In 2020, the RBPC celebrated its twentieth year. Over the years, the competition has grown from nine teams competing for $10,000 in prize money in 2001, to 42 teams from across the globe competing for more than $1.5 million in cash and prizes. 

RBPC past competitors have raised over $2.675 billion in funding, and 237 past participants have gone on to successfully launch their businesses and are still in business today. Thirty-five participating teams have had successful exits.

An ongoing relationship

As The OWLs listen to RBPC teams each year, the key question is whether an investment will garner returns. For startups, having a cohesive team is also important. A team that’s thoughtful and passionate can morph and pivot as they bring a product to marketplace, Winter says.

“We want to see a team that works well together,” he says. But the number one ingredient for a successful start-up is to be in the right market at the right time.”

During the RBPC, The OWLs select a handful of teams they’re interested in early on and then spend the duration of the competition getting to know the teams and their financials, including shareholder value. The companies that the group ultimately chooses to support are ones that members truly care about.

“There’s a mutual passion for what we’re trying to create together,” says Winter. “And once we make an investment, we continue that relationship. We spend a lot of time coaching entrepreneurs. We take our roles very seriously, and it’s also a lot of fun.”

There’s a creative energy and excitement at the business plan competition, Winter and Price say, and The OWLs see Rice as a crucial hub where successful and life-changing startups are be born.

Getting involved

In the coming years, the OWLs have set their sights on growing their investment portfolio to 18+ companies, and Winter is considering raising a small angel investor fund that would invest in companies alongside the group’s current activity. The ultimate goal is for Houston to join the ranks of other startup investment hubs like Silicon Valley.

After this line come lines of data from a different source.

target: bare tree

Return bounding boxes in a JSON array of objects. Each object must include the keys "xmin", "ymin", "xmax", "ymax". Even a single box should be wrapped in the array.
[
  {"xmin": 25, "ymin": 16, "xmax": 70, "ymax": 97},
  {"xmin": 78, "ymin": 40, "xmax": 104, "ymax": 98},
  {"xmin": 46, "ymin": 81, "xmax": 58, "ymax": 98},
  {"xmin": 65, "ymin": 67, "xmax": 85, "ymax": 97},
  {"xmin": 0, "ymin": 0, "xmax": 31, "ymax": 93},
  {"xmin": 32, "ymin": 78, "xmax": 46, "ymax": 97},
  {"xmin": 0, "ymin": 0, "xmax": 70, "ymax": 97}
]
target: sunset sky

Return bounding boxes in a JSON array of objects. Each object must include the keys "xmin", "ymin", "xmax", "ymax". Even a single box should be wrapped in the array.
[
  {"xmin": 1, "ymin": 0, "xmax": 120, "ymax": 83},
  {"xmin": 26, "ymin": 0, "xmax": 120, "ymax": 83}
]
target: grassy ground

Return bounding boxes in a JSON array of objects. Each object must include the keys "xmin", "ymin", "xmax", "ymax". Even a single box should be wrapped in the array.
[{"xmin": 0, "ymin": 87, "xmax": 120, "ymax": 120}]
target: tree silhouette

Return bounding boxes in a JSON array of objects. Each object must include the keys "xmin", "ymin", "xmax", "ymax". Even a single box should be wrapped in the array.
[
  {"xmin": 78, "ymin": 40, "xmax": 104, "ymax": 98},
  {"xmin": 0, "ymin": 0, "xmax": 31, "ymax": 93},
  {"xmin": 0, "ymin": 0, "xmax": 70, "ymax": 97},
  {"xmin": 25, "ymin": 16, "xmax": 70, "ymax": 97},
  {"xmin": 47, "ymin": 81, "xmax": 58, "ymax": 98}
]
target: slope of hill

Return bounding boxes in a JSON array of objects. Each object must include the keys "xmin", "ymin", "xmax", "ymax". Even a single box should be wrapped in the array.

For sophisticated venture capital investors interested in getting involved, founders caution that the group’s work is not for the faint of heart. Investors must prepare for losses, despite the opportunity for high returns. Word of mouth is the best way to get involved, says Winter, and having specific skills or knowledge of a certain market helps.

“You have to be willing to take risk,” says Winter. “There’s also a certain level of action involved for all our members,” so be prepared to participate. “It’s not a ‘one and done,’” adds Price. “Decisions are made every day about what we’ll continue to fund.”

Winter and Price advise budding entrepreneurs to start by finding a significant problem that’s tough to solve, then figure out a creative, innovative, and disruptive way to solve it. Surround yourself with the best people, they say, be passionate and have integrity. When asked, know your market deeply, and product or service’s path to monetization.

“We’re looking for something that is disruptive,” says Price, “and we need to know this is a real business that has a real outcome.”